Le condanne e le visioni apocalittiche già espresse con il Sillabo fanno da premessa all’imminente concilio e nessuno dei tentativi operati sia dall’esterno, vale a dire dalle potenze straniere, sia dall’interno dello stesso episcopato, con le raccomandazioni alla cautela provenienti da alcuni e autorevoli rappresentanti delle correnti più avanzate del clero, riescono a trattenere Pio IX dall’assumere le posizioni più rigorose dell’integralismo cattolico. I templi in cui, all’inizio del suo pontificato, papa Mastai veniva accolto dalle moltitudini come un coraggioso innovatore, sono tramontati per sempre. La sua marcia involutiva è ormai inarrestabile.
Il concilio inizia, l’8 dicembre 1869, in un’aula ricavata nel braccio destro della basilica vaticana. È il ventesimo concilio della Chiesa cattolica e si apre tre secoli dopo l’epilogo dell’ultimo, a Trento, nel 1563.
La cerimonia si svolge con spettacolare solennità.
Pio IX, entrato nel tempio sulla sedia gestatoria, benedice la folla con lenti gesti della mano.
Sono presenti settecento padri conciliari, altri settantaquattro arriveranno più tardi. Dei millecinquanta invitati, tuttavia, duecentosettantasei non metteranno mai piede nella basilica e più di un terzo sono di nazionalità italiana.
Su Roma cade una pioggia fitta, continua e, dopo il canto del Veni Creator e la recita della preghiera per il Sinodo, il papa dal trono rivolge un’allocuzione in latino, e sferra un ulteriore attacco contro la “nuova società”, il libero pensiero, il mondo laico, le filosofie razionali e tutto quanto è foriero di “sconvolgimento” e di “empietà”.
“Venerabili fratelli”,
enuncia Pio IX,
giacché voi conoscete con quanto impeto l’antico avversario del genere umano abbia assalito e ancora assalisca la casa di Dio. Per opera sua ampiamente si dilata quella congiura di empii, che forte per l’unione, potente per ricchezze, sostenuta dalle istituzioni, e avendo la libertà per velo all’iniquità, non cessa di muovere una guerra spietatissima e piena di ogni scelleratezza contro la Chiesa di Cristo. Non ignoravate la natura, le forze, le armi, i progressi, le mire di questa guerra. Vi sta di continuo sotto gli occhi lo sconvolgimento e la confusione delle sane dottrine a cui tutte le umane cose nei propri ordini si appoggiano, il luttuoso pervertimento di ogni diritto, le arti molteplici di mentire audacemente e di corrompere, colle quali si disciolgono i vincoli salutari dell’onestà e dell’autorità, si infiammano tutte le peggiori cupidigie, si svelle radicalmente dagli animi la fede cristiana, cosicché in questo tempo sarebbe a temersi una certa ruina della Chiesa di Dio, se potesse distruggersi da alcuna macchinazione o sforzo degli uomini.”
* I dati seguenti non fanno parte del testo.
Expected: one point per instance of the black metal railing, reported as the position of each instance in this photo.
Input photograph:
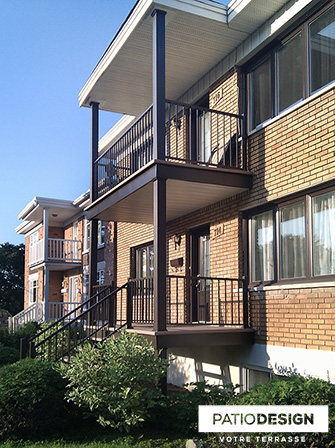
(96, 319)
(127, 155)
(193, 134)
(189, 300)
(206, 300)
(203, 136)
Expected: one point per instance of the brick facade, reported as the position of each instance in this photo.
(291, 153)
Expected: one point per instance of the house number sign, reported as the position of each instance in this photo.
(217, 231)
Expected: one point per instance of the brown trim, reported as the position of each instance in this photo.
(197, 336)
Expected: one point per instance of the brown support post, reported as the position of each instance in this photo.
(129, 309)
(163, 381)
(159, 186)
(245, 303)
(158, 77)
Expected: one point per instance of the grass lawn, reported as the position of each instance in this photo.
(100, 438)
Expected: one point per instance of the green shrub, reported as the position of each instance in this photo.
(181, 412)
(8, 355)
(31, 398)
(293, 390)
(117, 381)
(58, 346)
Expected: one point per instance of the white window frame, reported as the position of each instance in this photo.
(101, 234)
(33, 287)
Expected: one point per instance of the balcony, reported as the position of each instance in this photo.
(60, 251)
(204, 158)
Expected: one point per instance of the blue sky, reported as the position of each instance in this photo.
(48, 49)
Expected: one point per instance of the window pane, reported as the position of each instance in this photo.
(141, 263)
(262, 247)
(289, 58)
(324, 234)
(292, 241)
(260, 93)
(322, 49)
(151, 261)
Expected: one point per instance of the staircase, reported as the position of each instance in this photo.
(34, 313)
(94, 320)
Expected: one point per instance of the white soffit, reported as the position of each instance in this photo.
(197, 38)
(199, 35)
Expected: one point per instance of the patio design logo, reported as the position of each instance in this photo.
(249, 419)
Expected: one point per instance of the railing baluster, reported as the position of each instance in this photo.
(230, 148)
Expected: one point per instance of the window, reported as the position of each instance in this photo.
(144, 261)
(101, 277)
(324, 234)
(33, 288)
(289, 72)
(260, 93)
(101, 266)
(285, 75)
(293, 242)
(33, 238)
(101, 233)
(322, 49)
(87, 234)
(262, 234)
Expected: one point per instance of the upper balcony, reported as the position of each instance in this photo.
(62, 253)
(204, 162)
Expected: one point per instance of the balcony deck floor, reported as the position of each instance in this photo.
(196, 335)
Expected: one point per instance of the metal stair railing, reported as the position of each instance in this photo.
(34, 313)
(93, 320)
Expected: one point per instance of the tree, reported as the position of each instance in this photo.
(11, 277)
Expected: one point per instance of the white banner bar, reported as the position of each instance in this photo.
(302, 419)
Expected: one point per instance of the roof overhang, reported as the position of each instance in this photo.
(59, 212)
(199, 34)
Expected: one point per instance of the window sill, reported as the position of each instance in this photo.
(291, 109)
(325, 284)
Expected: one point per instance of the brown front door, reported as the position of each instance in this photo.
(200, 271)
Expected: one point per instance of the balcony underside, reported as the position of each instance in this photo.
(188, 188)
(59, 266)
(196, 335)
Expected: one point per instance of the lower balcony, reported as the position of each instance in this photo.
(61, 253)
(199, 311)
(36, 313)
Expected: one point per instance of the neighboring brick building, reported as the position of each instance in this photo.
(236, 172)
(56, 272)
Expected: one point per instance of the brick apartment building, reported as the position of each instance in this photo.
(220, 178)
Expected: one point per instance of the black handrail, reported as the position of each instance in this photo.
(65, 317)
(68, 334)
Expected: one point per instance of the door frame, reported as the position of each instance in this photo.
(195, 234)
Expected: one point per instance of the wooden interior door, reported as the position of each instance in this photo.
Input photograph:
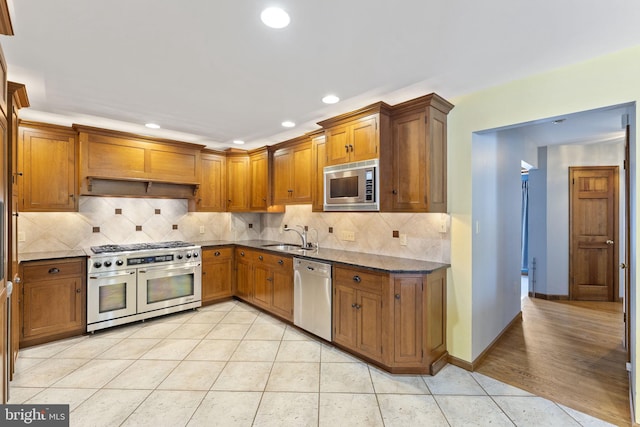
(593, 228)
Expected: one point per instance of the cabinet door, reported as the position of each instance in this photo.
(319, 160)
(217, 265)
(282, 300)
(282, 188)
(337, 140)
(244, 277)
(409, 192)
(237, 184)
(363, 144)
(301, 174)
(369, 324)
(407, 321)
(262, 285)
(259, 170)
(344, 315)
(212, 193)
(52, 307)
(48, 171)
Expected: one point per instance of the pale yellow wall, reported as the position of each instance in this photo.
(609, 80)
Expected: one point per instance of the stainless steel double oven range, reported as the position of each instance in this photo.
(139, 281)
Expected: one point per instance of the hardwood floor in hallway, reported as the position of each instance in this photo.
(567, 351)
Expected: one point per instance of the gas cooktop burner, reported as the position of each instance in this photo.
(139, 247)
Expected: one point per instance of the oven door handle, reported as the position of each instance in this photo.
(110, 275)
(175, 268)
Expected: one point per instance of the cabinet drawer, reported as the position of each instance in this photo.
(214, 254)
(359, 279)
(52, 270)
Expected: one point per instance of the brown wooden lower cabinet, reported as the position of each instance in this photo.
(53, 300)
(394, 320)
(266, 280)
(217, 277)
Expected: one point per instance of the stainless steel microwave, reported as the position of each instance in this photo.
(352, 186)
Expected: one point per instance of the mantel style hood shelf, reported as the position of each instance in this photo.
(132, 187)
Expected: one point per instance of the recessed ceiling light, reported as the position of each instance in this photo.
(330, 99)
(275, 17)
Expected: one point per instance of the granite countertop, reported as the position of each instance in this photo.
(387, 264)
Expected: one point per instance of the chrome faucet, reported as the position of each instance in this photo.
(302, 235)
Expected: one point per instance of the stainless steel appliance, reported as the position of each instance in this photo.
(312, 297)
(352, 186)
(139, 281)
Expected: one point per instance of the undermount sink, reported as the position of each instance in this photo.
(284, 247)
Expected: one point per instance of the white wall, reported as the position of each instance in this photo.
(496, 224)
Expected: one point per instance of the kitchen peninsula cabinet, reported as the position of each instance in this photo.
(212, 194)
(394, 320)
(413, 167)
(358, 135)
(47, 168)
(265, 280)
(292, 172)
(53, 300)
(217, 274)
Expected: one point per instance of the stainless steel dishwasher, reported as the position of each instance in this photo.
(312, 297)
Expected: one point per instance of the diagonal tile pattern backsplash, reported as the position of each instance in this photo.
(116, 218)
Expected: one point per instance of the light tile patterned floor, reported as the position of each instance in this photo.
(230, 365)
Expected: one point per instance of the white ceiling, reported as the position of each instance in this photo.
(208, 71)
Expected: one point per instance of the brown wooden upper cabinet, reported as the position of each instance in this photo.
(292, 172)
(352, 137)
(413, 167)
(47, 168)
(118, 163)
(212, 194)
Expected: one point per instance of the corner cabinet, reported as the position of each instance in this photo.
(413, 167)
(394, 320)
(53, 301)
(47, 168)
(356, 136)
(217, 274)
(265, 280)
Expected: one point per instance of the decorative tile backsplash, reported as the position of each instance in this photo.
(104, 220)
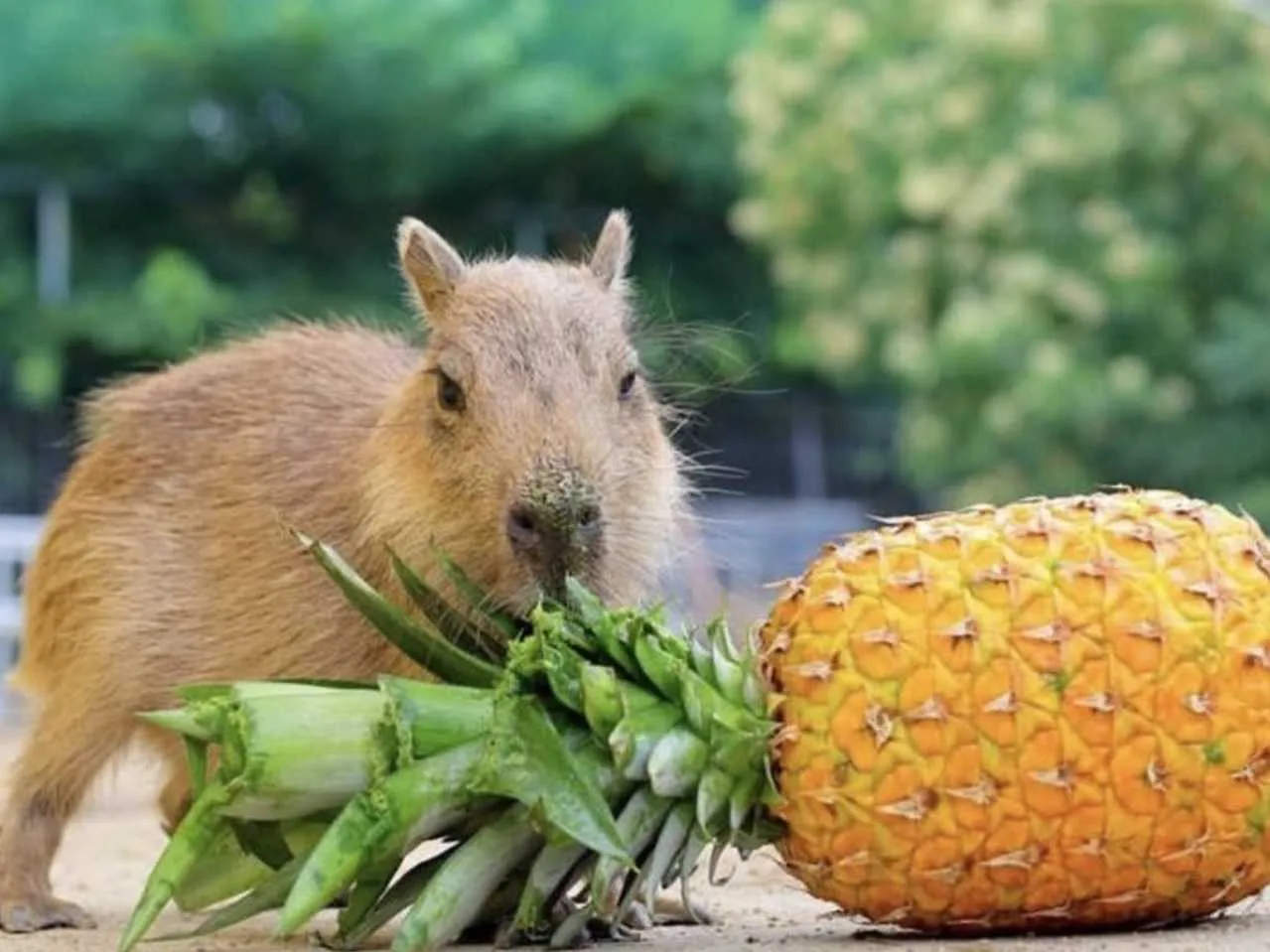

Tra la cerimonia dell’inaugurazione e la seconda seduta pubblica trascorre poco meno di un mese, fino al 6 gennaio 1870, ma, nel frattempo, il concilio mette a punto la macchina organizzativa. Si procede, per prima cosa, a formare la Commissione dei Postulati, vale a dire la sezione incaricata di accogliere e vagliare le proposte che perverranno dai padri. Le nomine avvengono su designazione del papa, per cui Pio IX riesce a collocare i suoi uomini più fidati al centro del dispositivo che regolerà le discussioni. Dell’équipe, composta da dodici cardinali, due patriarchi, dieci arcivescovi e due vescovi, fanno parte alcuni dei prelati che più hanno collaborato con il pontefice alla compilazione del Sillabo, alla condanna degli errori del progresso e della società liberale.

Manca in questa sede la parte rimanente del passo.